El hombre soltó un hilo de agua sobre las manos de Kim, que bebió a la manera nativa; pero el lama necesitó sacar una taza de entre los inacabables pliegues de su ropaje y bebió con ceremonia.

—Pardesi (un extranjero) —explicó Kim, mientras el anciano pronunciaba en una lengua desconocida lo que era a todas luces una bendición.

Comieron juntos con gran contento hasta que la escudilla quedó limpia. Luego, el lama tomó un poco de tabaco rapé de una portentosa tabaquera de madera, con forma de calabaza, pasó las cuentas de su rosario entre los dedos un momento y cayó en el sueño fácil de la edad, mientras la sombra del Zam-Zammah se iba alargando.
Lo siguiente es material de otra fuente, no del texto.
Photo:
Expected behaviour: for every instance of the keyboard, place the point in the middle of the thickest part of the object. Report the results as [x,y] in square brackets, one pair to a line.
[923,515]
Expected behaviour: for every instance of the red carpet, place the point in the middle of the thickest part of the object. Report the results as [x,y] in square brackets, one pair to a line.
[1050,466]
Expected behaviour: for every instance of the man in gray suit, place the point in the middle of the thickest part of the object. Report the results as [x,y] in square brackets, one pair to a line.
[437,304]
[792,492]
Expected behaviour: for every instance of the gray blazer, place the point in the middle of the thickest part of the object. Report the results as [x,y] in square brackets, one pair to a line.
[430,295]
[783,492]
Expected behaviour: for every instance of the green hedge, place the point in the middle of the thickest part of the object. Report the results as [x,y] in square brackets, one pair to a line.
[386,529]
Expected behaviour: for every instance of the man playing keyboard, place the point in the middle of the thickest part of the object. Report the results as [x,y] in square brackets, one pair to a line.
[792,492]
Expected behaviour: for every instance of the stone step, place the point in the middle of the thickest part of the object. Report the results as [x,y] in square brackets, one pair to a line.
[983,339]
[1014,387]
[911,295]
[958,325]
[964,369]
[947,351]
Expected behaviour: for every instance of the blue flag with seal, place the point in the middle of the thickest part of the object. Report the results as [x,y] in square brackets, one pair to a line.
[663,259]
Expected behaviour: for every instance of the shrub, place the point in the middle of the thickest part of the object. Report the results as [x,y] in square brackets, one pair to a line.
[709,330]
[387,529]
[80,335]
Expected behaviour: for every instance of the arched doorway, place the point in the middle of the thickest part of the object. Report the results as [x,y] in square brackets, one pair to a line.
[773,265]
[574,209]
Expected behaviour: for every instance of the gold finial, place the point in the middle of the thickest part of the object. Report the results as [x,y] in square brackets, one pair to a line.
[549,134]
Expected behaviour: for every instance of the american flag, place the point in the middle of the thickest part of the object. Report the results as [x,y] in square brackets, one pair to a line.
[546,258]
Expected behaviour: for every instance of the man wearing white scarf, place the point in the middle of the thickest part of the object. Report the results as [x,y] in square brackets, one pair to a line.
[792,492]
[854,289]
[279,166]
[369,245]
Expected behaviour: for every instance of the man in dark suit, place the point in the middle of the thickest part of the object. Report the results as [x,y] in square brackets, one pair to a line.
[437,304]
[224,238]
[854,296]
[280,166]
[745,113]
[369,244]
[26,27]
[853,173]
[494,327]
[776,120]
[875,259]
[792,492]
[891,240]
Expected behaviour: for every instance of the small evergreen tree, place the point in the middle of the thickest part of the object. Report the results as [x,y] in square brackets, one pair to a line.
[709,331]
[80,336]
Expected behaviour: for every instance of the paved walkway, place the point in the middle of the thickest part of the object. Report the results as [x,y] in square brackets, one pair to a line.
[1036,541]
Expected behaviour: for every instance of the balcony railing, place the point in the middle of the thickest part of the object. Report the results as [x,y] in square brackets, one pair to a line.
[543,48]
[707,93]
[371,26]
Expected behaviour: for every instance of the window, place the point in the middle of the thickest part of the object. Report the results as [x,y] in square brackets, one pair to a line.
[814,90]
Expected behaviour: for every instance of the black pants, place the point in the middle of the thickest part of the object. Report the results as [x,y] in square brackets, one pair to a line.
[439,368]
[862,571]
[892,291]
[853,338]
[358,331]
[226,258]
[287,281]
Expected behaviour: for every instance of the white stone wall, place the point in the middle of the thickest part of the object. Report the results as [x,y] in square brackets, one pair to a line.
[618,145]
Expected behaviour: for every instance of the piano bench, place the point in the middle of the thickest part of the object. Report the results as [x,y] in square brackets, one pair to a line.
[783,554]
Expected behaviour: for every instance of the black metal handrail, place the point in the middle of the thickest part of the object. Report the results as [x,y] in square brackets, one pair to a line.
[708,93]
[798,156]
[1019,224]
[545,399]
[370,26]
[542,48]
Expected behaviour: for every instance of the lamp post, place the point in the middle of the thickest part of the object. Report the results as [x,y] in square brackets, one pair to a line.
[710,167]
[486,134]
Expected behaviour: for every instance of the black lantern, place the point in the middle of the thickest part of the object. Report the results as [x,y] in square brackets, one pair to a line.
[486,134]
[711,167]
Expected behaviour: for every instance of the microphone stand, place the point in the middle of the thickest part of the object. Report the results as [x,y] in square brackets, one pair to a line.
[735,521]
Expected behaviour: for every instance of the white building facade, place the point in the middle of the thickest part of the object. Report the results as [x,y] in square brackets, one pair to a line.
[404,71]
Kim se dio una vuelta hasta la vendedora de tabaco allí cerca, una muchacha musulmana muy vivaracha y le mendigó un cigarrillo fétido, de la clase que se vendía a los estudiantes de la Universidad del Punyab, quienes gustaban de imitar las costumbres inglesas. Luego fumó y reflexionó con el mentón sobre las rodillas, bajo el vientre del cañón; el resultado de sus reflexiones fue su partida, repentina y sigilosa, en dirección al almacén de madera de Nila Ram.

El lama no se despertó hasta que no empezó la vida nocturna de la ciudad, con el encendido de las luces y el regreso de los funcionarios vestidos de blanco y de los subordinados de las oficinas gubernamentales. El anciano miró mareado en todas direcciones, pero nadie se fijaba en él, excepto un golfillo hindú con un turbante sucio y ropas de un tono amarillo grisáceo. De repente inclinó la cabeza sobre las rodillas y gimió.

—¿Qué te pasa? —preguntó el niño, de pie ante él—. ¿Te han robado?

—Es que mi nuevo

chela (discípulo) se marchó de mi lado y no sé dónde está.

—¿Y qué tipo de hombre era tu discípulo?

—Era un chico que vino a mí, en lugar de otro que murió, a causa del mérito que adquirí cuando me incliné ante la Ley ahí dentro. —Señaló el museo—. Se acercó a mí para enseñarme el camino que había perdido. Me condujo a la Casa de las Maravillas, y sus palabras me dieron valor para hablar con el Conservador de las Imágenes, ello me consoló y fortaleció. Y cuando estaba desfalleciendo de hambre, mendigó por mí, como haría un

chela por su maestro. De repente me fue enviado. De repente se fue. Tenía pensado enseñarle la Ley de camino a Benarés.

Kim se quedó atónito al oírlo porque había escuchado la conversación en el museo y sabía que el viejo estaba diciendo la verdad, lo cual es algo que un nativo muy rara vez ofrece a un extranjero de paso.

—Pero ahora veo que fue enviado con un propósito. Por ello, sé que encontraré un cierto río que busco.

—¿El Río de la Flecha? —dijo Kim, con una sonrisa de superioridad.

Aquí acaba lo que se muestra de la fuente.